Resolvi mantê-lo inalterado, imaculado e inocente como minha escrita original no ano em que o escrevi, em 2013. Portanto, ignore a imaturidade.
Era mais uma manhã de Sol avermelhado. Quando meu despertador soa toda
manhã é o sinal que faz pulsar meu coração. Ergo meu corpo na cama,
sentado com visão para a janela. Meus binóculos estão na cômoda; tomo-os
as minhas mãos. Seis horas da manhã é o horário em que a vizinha do
apartamento em frente ao meu chega depois de sua jornada de trabalho.
Eu tenho 12 anos, mas já sei o que se passa. Sei que ela é uma
prostituta. Comprovei isso graças ao intenso número de homens que entram
e saem do apartamento dela. Ah, e eles gritam o nome dela, foi assim
que descobri que ela se chama Rose. Mas eu não ligo para esses homens.
Ela sempre aparece reluzente nesse horário, geralmente chutando um novo
homem bêbado para fora de seu quarto depois de uma noite agitada.
A
observo já faz dois meses e sempre a vi da mesma forma.

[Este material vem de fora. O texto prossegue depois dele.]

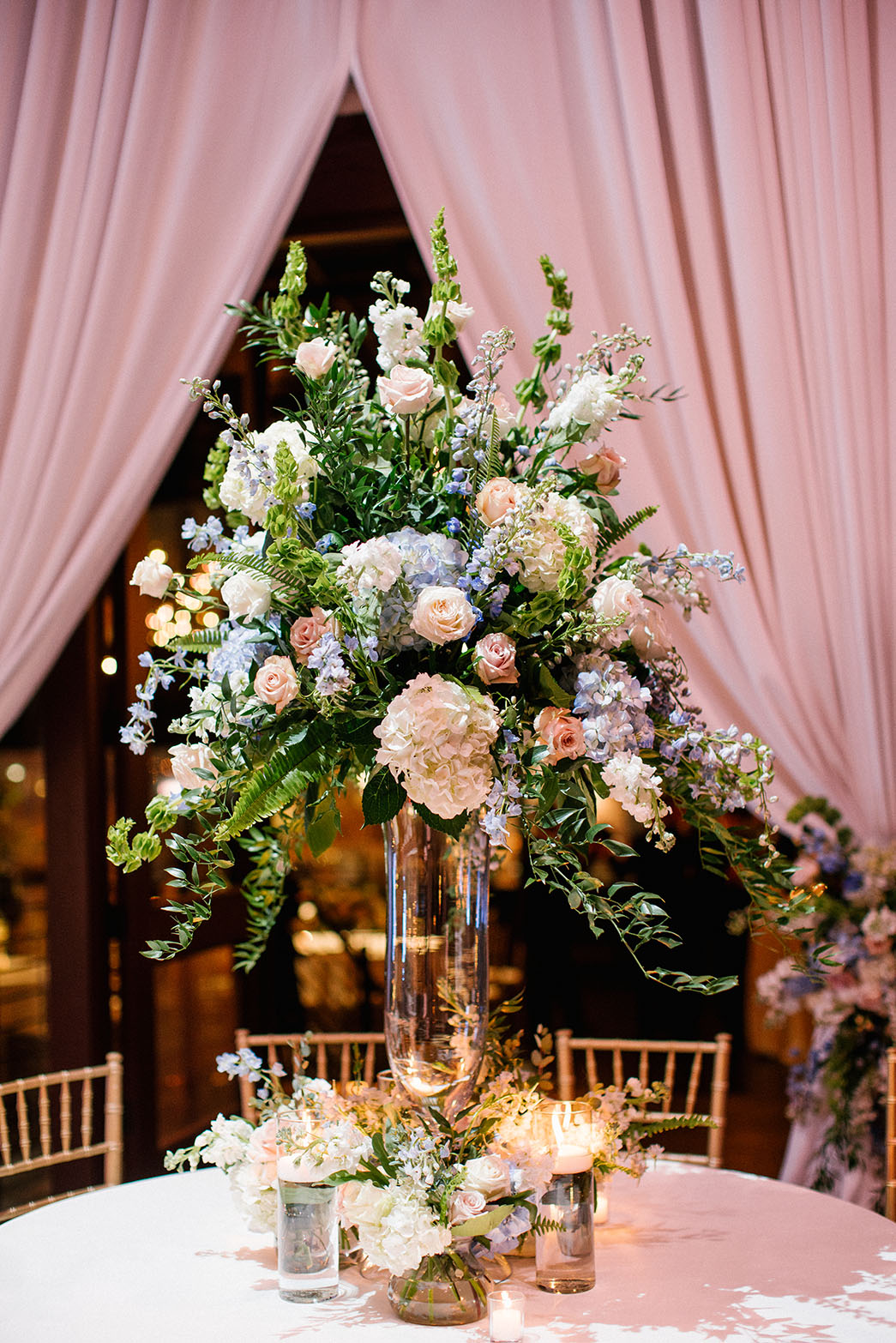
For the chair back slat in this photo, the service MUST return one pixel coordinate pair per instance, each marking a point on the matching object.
(64, 1115)
(623, 1053)
(277, 1046)
(43, 1120)
(21, 1115)
(889, 1198)
(51, 1096)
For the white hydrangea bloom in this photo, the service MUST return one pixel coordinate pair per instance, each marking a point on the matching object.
(398, 329)
(436, 738)
(370, 566)
(592, 400)
(635, 786)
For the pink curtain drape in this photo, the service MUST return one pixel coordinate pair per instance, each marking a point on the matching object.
(719, 175)
(123, 129)
(715, 173)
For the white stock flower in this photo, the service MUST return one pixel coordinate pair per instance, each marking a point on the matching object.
(436, 738)
(246, 595)
(395, 1226)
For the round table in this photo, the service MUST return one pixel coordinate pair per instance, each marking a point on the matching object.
(689, 1256)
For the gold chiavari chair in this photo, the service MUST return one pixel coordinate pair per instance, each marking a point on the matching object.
(66, 1107)
(332, 1057)
(654, 1061)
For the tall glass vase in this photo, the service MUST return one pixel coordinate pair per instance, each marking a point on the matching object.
(436, 958)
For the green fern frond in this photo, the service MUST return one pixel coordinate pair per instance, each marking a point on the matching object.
(610, 533)
(281, 780)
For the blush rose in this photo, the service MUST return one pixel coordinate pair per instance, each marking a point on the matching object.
(495, 659)
(275, 683)
(562, 733)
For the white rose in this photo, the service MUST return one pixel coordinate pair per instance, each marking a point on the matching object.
(406, 389)
(316, 358)
(442, 614)
(246, 595)
(614, 598)
(152, 578)
(185, 761)
(486, 1174)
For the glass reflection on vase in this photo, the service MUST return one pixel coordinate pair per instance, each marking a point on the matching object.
(436, 959)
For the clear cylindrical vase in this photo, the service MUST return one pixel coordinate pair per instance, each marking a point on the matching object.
(564, 1250)
(436, 958)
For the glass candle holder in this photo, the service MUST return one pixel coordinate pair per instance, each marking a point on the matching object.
(507, 1316)
(564, 1250)
(306, 1220)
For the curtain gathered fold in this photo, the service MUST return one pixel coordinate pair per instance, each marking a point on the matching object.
(715, 175)
(152, 154)
(718, 176)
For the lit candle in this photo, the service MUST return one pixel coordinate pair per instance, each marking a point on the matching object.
(505, 1316)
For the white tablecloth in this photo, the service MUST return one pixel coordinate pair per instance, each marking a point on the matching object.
(688, 1256)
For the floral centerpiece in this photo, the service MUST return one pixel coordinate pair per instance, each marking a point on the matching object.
(429, 1201)
(844, 974)
(429, 591)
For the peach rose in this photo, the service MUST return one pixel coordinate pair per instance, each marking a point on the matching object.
(442, 616)
(152, 578)
(406, 389)
(495, 659)
(562, 733)
(496, 497)
(262, 1150)
(275, 683)
(185, 761)
(305, 633)
(651, 635)
(315, 358)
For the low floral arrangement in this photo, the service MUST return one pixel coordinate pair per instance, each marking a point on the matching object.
(844, 974)
(427, 593)
(414, 1184)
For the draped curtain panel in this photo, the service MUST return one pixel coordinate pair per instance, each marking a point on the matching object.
(152, 154)
(718, 175)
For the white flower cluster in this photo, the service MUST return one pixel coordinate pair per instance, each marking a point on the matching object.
(398, 328)
(635, 786)
(539, 548)
(436, 738)
(394, 1224)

Olhos pesados,
como se nunca dormisse (e imagino porque não dorme), maquiagem borrada,
um lindo cabelo dourado e bagunçado, e o que mais me intriga: ela nunca
sorri. Seus lábios com batom intensamente vermelho, manchado e
escorrendo pelo queixo, nunca se curvam no que eu imagino ser o sorriso
mais lindo do mundo. Meu sonho é ver o sorriso de Rose pelo menos uma
vez na minha vida.
Mas neste dia tudo estava diferente. Rose
apareceu na janela, mas não havia botado um homem para fora. Ela estava
enrolando copos de vidro em jornais e colocando-os delicadamente em
caixas de papelão. Olhei para a calçada de seu apartamento e vi um carro
bege caindo aos pedaços parado. O capô estava aberto e dentro dele
repousavam duas maletas surradas, um amontoado de roupas saltando para
fora delas e uma caixa de papelão amassada sobre o peso de uma das
maletas.
Rose desceu as escadas com pressa, pois em segundos após
sumir da janela ela surgira saindo pela porta da frente do prédio,
colocando a caixa de papelão no chão. Jogou uma maleta para o canto do
porta-malas e pressionou as roupas soltas contra ela. Ajeitou um pequeno
lugar e colocou a caixa com cuidado.
Mil coisas passaram pela minha
cabeça. Sim, mudança. Jamais veria Rose de novo? Eu precisava fazer
algo. Saltei da cama e senti meus joelhos estralarem. Se Rose fossem
embora eu jamais veria seu sorriso e eu mesmo teria uma vida triste para
sempre. Abri a porta do meu quarto e corri. Nunca fui nenhum atleta, e
acho que aquilo poderia me matar, mas desci as escadas na velocidade da
luz. Estava tão desajeitado quanto um pinguim, sentia cada pedaço da
minha perna se aquecer, como se eu estivesse deitado em uma chapa.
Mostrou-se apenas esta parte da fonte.